Today I find myself very tempted to resume my reading of The Road to Reality by Roger Penrose. This is a book that was first gifted to me by my fried Floriano in high school, because he knew about my affinity for physics. What he didn’t know is how this book would feature in my existential crisis.

This book promises a “road to Reality,” which essentially seems to claim that the road is traversed through theorizing and experimentation, and that this road has an ending, which is Reality itself. It seemed to me at that time that nothing could be more pressing than understanding and indeed memorizing every step along this road for its own sake—that is, for the sake of grasping what the hell is going on around me. It also seemed to me to be the peak of intelligence to understand and to be able to explain all these steps. This created the existential crisis of feeling that I need to understand everything that is written in that book in order to have even a working grasp on what is going on around me; and without such a working grasp, how could I be called intelligent?

Now my view is, thankfully, different. In my years since college, I have taken a step back and asked the meta-questions that I took for granted, such as: how can we claim justification for our scientific and mathematical knowledge at all? If we found the correct model of fundamental Reality, would we ever know for sure that we have? How could we guarantee that Reality itself would never change? This is, in other words, the problem of induction: can we guarantee that the future resembles the past, or is this an assumption we make? I think the latter. 

Once I pondered these philosophical questions, I realized that the answers are more or less a matter of faith, since these questions do not lend themselves well to assertions that are falsifiable by reference to a manipulation of Reality. Therefore, the “road to Reality” is more like a “road to Concept,” to use my own philosophical terminology, since ultimate Reality may be epistemically beyond taming.
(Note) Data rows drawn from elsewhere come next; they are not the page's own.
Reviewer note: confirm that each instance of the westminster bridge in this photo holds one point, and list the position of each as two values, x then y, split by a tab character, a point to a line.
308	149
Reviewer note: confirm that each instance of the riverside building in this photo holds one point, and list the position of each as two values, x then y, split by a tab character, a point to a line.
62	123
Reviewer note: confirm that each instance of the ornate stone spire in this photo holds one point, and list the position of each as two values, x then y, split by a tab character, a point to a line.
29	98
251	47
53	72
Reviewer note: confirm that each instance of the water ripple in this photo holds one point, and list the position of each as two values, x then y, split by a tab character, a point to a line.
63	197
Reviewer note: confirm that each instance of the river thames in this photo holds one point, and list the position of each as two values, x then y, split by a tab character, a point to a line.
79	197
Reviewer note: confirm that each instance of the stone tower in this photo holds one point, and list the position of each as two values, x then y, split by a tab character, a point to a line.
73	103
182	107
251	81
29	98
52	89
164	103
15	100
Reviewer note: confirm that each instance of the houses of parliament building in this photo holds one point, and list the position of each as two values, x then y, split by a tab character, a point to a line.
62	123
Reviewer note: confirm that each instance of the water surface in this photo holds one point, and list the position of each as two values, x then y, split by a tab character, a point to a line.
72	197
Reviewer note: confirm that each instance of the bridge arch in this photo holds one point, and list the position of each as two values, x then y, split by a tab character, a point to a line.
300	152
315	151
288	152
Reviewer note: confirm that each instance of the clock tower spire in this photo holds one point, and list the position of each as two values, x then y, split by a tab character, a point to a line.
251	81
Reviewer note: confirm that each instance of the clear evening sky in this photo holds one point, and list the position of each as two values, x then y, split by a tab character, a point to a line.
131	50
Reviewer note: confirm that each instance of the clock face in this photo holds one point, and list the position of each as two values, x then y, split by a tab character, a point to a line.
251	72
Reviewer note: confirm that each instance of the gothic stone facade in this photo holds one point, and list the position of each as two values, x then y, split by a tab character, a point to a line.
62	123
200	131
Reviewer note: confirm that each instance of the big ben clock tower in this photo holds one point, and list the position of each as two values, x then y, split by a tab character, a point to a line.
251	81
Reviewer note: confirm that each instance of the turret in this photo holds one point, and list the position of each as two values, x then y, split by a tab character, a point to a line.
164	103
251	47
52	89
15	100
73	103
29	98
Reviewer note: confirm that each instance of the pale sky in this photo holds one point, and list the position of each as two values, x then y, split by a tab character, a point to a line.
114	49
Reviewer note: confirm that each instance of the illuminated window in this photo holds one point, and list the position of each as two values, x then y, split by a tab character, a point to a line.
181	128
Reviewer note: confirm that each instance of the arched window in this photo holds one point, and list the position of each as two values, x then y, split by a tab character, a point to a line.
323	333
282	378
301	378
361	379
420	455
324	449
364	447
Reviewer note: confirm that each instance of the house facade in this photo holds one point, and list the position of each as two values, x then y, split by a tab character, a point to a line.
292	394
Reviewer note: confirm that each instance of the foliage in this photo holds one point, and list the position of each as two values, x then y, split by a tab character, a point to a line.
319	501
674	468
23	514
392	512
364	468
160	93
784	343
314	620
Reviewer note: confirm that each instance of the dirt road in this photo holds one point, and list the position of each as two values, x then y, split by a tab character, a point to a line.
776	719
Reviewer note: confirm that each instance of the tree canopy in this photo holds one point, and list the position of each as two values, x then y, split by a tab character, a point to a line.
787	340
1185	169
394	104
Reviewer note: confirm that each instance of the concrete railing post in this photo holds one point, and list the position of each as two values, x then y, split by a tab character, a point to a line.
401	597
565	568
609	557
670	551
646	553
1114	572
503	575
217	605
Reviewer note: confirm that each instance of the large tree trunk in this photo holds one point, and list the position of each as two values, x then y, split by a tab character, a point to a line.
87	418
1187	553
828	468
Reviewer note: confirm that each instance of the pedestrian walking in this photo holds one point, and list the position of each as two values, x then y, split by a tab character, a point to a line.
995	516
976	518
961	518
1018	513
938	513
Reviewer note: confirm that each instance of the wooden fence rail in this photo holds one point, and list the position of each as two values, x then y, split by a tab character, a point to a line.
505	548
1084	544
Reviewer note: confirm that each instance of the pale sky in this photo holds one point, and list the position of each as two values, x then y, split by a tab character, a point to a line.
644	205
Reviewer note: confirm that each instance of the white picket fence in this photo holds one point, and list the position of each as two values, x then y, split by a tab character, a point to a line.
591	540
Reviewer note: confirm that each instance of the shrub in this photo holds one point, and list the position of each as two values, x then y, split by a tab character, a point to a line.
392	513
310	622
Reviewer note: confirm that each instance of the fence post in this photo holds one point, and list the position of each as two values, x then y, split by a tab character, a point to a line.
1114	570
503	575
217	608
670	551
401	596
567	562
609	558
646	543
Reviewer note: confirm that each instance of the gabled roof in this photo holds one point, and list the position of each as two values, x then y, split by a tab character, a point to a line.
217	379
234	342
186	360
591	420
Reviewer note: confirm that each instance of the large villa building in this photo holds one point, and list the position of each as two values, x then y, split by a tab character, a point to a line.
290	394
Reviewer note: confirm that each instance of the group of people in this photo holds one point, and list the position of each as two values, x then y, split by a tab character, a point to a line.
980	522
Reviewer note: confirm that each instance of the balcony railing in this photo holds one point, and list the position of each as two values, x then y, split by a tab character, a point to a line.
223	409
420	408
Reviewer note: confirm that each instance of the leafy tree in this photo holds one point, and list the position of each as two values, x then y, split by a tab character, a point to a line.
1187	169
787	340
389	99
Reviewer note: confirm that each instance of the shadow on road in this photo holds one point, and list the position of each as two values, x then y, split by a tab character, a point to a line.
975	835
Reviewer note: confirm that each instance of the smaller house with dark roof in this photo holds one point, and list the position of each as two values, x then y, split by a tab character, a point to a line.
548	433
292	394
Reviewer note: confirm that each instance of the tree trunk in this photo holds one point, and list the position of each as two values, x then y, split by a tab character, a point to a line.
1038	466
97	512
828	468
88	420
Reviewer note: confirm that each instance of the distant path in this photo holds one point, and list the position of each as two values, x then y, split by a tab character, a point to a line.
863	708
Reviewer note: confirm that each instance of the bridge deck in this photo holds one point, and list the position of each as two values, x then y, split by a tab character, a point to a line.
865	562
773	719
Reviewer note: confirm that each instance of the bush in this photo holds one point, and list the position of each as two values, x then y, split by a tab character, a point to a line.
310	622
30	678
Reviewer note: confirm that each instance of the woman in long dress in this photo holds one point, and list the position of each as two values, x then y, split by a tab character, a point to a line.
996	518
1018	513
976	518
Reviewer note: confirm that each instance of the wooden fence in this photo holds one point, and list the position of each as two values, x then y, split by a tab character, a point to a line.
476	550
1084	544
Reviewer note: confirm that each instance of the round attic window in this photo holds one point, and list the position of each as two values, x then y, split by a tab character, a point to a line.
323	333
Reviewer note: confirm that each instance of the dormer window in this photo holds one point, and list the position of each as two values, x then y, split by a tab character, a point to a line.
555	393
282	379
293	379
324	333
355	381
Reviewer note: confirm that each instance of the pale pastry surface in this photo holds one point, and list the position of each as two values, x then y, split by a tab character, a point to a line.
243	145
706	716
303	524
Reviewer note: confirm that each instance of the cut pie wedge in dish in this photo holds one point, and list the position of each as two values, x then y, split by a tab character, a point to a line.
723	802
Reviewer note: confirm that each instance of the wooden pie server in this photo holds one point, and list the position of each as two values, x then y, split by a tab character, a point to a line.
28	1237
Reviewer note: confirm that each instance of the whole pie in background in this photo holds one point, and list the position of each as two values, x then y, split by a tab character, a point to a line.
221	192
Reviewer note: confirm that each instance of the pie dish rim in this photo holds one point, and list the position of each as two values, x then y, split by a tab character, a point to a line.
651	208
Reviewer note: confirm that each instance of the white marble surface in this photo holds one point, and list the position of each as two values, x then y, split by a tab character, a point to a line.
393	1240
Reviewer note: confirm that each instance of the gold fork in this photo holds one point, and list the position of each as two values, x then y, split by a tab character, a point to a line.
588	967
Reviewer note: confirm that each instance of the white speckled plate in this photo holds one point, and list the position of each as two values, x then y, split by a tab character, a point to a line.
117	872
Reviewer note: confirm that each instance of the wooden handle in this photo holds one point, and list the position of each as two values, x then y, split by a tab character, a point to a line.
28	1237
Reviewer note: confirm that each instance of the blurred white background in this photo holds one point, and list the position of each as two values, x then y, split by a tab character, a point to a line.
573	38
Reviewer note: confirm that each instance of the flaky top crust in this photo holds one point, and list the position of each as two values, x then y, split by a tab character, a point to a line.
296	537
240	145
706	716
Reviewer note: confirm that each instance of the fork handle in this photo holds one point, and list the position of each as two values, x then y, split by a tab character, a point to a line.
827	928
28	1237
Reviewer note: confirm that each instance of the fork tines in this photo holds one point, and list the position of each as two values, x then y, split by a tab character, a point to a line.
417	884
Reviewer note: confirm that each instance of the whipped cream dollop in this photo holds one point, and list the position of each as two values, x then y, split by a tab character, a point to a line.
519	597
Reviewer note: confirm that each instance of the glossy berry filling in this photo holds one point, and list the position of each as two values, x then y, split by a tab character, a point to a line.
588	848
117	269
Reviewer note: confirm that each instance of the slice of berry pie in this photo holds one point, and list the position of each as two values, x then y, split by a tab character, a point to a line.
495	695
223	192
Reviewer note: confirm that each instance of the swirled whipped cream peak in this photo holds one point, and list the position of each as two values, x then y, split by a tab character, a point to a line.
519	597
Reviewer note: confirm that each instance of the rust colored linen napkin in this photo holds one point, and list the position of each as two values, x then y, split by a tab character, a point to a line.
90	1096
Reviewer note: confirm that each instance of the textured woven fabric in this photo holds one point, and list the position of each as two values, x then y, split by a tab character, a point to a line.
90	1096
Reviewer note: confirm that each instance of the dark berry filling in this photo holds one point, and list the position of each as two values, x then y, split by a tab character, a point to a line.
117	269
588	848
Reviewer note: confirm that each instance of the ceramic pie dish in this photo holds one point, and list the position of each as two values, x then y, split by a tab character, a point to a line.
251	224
Another question that relieved the existential urgency of understanding The Road to Reality was this: if we had a correct model of fundamental Reality, would we still need the other sciences and disciplines that operate over concepts that are at a higher level of abstraction? I think we would. For example, according to a fundamental physical model, no two jaguars are the same at all. Does this mean that there is no such thing as a “jaguar”? Even if we had a fundamentally correct physical model, we would still need to talk about the concept of “jaguar” as if it exists in a meaningful way. So we would need a “chunked” concept of what constitutes a “jaguar,” even if it is in terms of that fundamental physics. Indeed, it would likely be very inefficient to talk about what constitutes a “jaguar” in terms of that physical model; and so we would continue to need biology. The takeaway from this last line of thinking is that understanding a fundamental physical model would actually leave one still very far from a good model of what is happening around them day-to-day at the level of “chunked” concepts.

Concurrently with all this questioning, I began to ponder a further set of questions: What are we actually doing when we do science, i.e. what is the methodology? How can the methodology itself be modeled and physically realized? These are questions that do lend themselves to falsifiable hypotheses, especially in the nascent fields of cognitive science and artificial intelligence. This is where I find myself now.

I still do want to finish reading The Road to Reality in order to understand what cool physical models and mathematical constructs we have come up with as we try to map out entities that don’t make conscious decisions. But unfortunately I don’t have time to study both my old world model—a physicalist picture of fundamental entities interacting randomly by unchanging natural laws—and to develop through research and learning my new world model, which is really a meta-model of sorts: a world in which agents form conceptual models in order to navigate an ontologically and epistemically “open” fundamental Reality, models which shape their behavior, embedded as they are within Reality, and consequently dictate the evolution of Reality itself.

I wonder if navigating these questions will reveal that these are two poles of opinion, and that there are middle ways or transcendent resolutions to be discovered; or alternative views altogether. But for now I need to focus on the task at hand, which is engaging with my PhD in Systems Engineering—a perfect place to be in order to continue exploring these philosophical questions!